My Glamorous Life: Riding North

Woke 5:00 AM New York. Fed cats, crossed town to Penn Station.

Uber software was misbehaving, so instead of Penn Station New York, it booked me in Penn Station Dallas, Texas—a three-day ride costing tens of thousands of dollars. The driver and I had a good laugh over it.

Amtrak Acela First Class Lounge, a dingy little smut box in a catpiss corner of Penn Station, was dark. It does not open till 7:00, and, by God, the attendant sat there in the dark, with her door locked, until 7:00 AM on the dot.

?Acela Express has two classes: Business and First. First comes with meals, early seating, and (experimentally, on some trips) selectable assigned seating. For some reason, First cost only $5 more than Business on this trip, so I sprang for it, and was rewarded with a Greek omelet, endlessly flowing beverages, and a nearly empty train car staffed by two highly professional waiters. One was tall and lean; the other, short and round. I mention this only because it was highly cinematic.

The man seated across from me had a kind smile and a deep need for coffee. From his mildness, I inferred he was an alcoholic on a business trip.

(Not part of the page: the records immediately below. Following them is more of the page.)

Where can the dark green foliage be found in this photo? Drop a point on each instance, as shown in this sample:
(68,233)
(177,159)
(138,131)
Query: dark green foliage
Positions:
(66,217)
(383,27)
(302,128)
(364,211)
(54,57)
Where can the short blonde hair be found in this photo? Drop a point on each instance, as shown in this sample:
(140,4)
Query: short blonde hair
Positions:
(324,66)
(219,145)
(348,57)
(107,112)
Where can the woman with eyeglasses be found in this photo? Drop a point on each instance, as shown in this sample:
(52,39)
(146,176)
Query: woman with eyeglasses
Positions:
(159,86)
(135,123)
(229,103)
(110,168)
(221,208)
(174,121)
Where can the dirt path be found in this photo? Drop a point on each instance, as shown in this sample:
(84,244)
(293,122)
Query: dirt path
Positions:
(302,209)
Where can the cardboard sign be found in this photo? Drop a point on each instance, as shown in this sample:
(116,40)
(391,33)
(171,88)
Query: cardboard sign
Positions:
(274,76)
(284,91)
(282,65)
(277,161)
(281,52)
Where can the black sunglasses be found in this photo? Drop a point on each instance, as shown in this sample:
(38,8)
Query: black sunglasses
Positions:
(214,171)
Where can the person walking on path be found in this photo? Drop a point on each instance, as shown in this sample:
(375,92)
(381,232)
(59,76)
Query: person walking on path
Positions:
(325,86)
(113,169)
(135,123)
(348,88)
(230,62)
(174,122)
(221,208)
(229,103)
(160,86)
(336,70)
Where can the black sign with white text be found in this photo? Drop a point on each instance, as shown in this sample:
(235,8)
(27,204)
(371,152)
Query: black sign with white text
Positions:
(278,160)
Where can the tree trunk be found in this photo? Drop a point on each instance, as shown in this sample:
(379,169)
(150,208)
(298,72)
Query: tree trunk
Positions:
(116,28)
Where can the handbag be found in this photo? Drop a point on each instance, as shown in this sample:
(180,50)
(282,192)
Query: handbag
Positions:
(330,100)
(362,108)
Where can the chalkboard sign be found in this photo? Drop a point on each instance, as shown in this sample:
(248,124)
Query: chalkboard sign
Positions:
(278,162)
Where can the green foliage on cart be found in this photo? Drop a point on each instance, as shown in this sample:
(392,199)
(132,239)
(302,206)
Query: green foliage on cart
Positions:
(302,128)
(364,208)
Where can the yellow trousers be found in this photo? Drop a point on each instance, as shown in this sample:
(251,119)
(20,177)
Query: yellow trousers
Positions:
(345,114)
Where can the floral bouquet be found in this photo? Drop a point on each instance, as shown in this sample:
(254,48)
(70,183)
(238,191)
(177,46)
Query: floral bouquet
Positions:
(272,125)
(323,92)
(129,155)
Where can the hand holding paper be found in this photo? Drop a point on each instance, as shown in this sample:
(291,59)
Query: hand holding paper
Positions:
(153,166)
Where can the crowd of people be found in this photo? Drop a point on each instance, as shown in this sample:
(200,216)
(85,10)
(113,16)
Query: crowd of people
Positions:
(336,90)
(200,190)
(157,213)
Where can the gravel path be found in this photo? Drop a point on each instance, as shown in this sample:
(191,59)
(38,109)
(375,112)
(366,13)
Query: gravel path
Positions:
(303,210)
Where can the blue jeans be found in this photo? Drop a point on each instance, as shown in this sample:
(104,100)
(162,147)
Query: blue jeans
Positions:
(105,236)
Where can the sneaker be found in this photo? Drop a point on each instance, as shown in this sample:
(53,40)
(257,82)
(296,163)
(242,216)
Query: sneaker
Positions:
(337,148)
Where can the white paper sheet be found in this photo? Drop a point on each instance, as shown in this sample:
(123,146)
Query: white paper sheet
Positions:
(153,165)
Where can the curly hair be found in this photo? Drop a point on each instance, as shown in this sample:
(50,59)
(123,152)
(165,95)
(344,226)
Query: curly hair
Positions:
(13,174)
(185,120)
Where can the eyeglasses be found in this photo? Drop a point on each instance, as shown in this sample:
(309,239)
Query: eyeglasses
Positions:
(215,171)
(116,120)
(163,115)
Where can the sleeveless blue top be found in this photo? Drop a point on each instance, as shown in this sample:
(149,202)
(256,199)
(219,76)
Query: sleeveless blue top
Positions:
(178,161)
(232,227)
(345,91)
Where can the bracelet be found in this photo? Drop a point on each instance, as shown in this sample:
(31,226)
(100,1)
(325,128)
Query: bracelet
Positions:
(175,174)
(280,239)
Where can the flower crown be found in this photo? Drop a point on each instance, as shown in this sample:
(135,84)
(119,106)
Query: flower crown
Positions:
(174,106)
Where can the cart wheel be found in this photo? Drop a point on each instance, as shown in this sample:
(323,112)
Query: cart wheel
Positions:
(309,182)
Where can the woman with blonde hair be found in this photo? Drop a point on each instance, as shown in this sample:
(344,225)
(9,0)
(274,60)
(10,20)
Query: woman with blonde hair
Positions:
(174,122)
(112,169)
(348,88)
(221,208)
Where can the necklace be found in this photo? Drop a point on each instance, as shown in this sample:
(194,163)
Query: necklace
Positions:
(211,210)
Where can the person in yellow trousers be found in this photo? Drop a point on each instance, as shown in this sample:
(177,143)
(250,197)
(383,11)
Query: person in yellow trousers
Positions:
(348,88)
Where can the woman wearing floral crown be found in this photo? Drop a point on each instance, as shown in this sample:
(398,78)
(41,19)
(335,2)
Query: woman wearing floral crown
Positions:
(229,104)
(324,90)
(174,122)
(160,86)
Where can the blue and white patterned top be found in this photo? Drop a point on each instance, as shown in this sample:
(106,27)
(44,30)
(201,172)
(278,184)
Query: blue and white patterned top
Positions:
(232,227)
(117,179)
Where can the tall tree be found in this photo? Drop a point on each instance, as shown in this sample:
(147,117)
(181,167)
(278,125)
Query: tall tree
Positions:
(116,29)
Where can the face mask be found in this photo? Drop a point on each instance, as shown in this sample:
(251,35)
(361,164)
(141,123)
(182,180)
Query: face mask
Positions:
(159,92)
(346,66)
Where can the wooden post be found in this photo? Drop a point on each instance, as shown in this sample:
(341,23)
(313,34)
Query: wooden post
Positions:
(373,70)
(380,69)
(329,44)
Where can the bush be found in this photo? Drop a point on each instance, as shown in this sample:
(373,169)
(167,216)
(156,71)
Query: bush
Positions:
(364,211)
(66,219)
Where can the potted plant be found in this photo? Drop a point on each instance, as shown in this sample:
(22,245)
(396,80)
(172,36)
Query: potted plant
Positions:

I spent the rest of the ride with Guillermo del Toro. What did we do before the iPad? Oh, that’s right—read books.

Cab from Boston South Station to waterfront hotel: $9. The driver let me hoist my impossibly heavy bag into the trunk myself, and tug it back out again on arrival at the hotel. “Okay,” he said, scowling, as I gently lowered the hood of his trunk. I don’t think he approved of my beard. Or maybe he blamed me for the African Diaspora. My people didn’t do it. We were hiding in barrels.

My hotel room was ready when I arrived, and even included a clean little kitchen area, which I sprinkled with little bags of nuts and dried fruit I’d brought with me.

My friends and team mates Marci & Toby, without whom the conference and our company would not function, have been in the hotel for days setting up next week’s event, so I spent a lovely hour catching up with them. Marci, who’d just undergone her sixth surgery on the same shoulder, had her arm in a sling, so I asked permission before carefully hugging her.

Rehearsed my presentation. Took a nap. I seem to have entered a phase of life where naps are a daily thing. Bingo’s next, I suppose.

Left hotel on foot to go meet a guy for dinner. I don’t really know the guy, but we’re both designers, and meeting other people who do what we do is part of what we do.

Last time I was in Boston’s Seaport area was shortly after 9/11, when there was nothing here but the World Trade Center. I’m in Boston every year but I don’t know this terrain. Between Foursquare, Apple Maps, Google Maps, and operator error, I somehow spent 20 minutes walking in circles before I finally broke down and asked a cop how to get to the place where I was meeting the guy.

Called the guy to tell him I was running late and got his voicemail.

Got to the place. The dark-eyed hostess awakened thoughts I can’t write about in our present cultural moment as I followed her in search of the guy I was supposed to meet. The hostess asked me what the guy looked like and I told her I didn’t know. So she interrupted a septuagenarian couple’s dinner to ask if the husband, digging into his lobster, was the guy I was supposed to meet. “No, the man I’m meeting is a guy by himself in his thirties,” I offered, pleasing neither the hostess nor the lobster fan. We returned to the hosting stand, where the other hostess looked at a screen and said my guy had never shown up.

So I walked out in the light rain, left another voicemail for the guy, and worked my way back to the hotel.

Called my daughter to wish her goodnight—she laughed when I told her I hadn’t expected Boston to be cold. Cracked open a room service hummus and a bag of dried banana chips. Business travel, baby. It’s the life.


Also published in Medium

Categories
cities glamorous

I Remember

THERE WAS THIS GUY, sax player, used to honk all up and down the Q Train to Coney Island. Thought he was Sun Ra. Wasn’t.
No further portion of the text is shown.